Après quelques mois de cet heureux labeur, le P. Marion se sentit fiévreux, et d’une fièvre qui n’était pas celle du Congo, car elle ne cédait pas à la quinine. Le supérieur de la mission crut à la maladie du sommeil et décida le retour à Brazzaville. Le P. Marion, lui, ne s’y trompa point. Au souvenir de ses crachements d’autrefois, il comprit qu’il était pris de la poitrine. La descente à Brazzaville fut très pénible ; vingt-six jours, il fut ballotté à cheval et en pirogue, avec des 40° de fièvre.

Après quelques semaines de repos, ce fut le retour en Europe. Le dimanche de Pâques, il arrive à Bordeaux, non sans avoir fait, à bord, l’étonnement du docteur par son courage et sa gaieté. Un de ses frères, scolastique à Chevilly, vient le chercher et le conduit à Paris. Mais là, on voit qu’il est impossible de continuer le voyage et on le dirige sur Chevilly. Pendant trois mois, il va s’y éteindre tout doucement, calme et résigné.

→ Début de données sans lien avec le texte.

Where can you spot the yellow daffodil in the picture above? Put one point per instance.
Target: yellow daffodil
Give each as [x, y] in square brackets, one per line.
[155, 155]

Le dimanche 4 juillet, le cher malade fut plus mal. Il respirait difficilement et ne pouvait plus expectorer. La nuit fut encore plus mauvaise, si bien qu’au matin du lundi, le P. Joly, directeur du scolasticat, lui donna les derniers sacrements en présence des pères et de quelques scolastiques ; le moribond les reçut en pleine connaissance, et en suivit toutes les prières. « À midi, écrit son frère scolastique, il était bien bas. De temps en temps, il ouvrait, tout grands, ses yeux, et nous disait de lui tenir les mains. » Vers une heure dix, le P. Joly récita les prières des agonisants. À une heure trente cinq, un soupir imperceptible et, une dernière fois purifié par l’absolution d’un ami, le P. Marion s’endormit. -
Henri Cournol - BG, t. 32, p. 826 ss.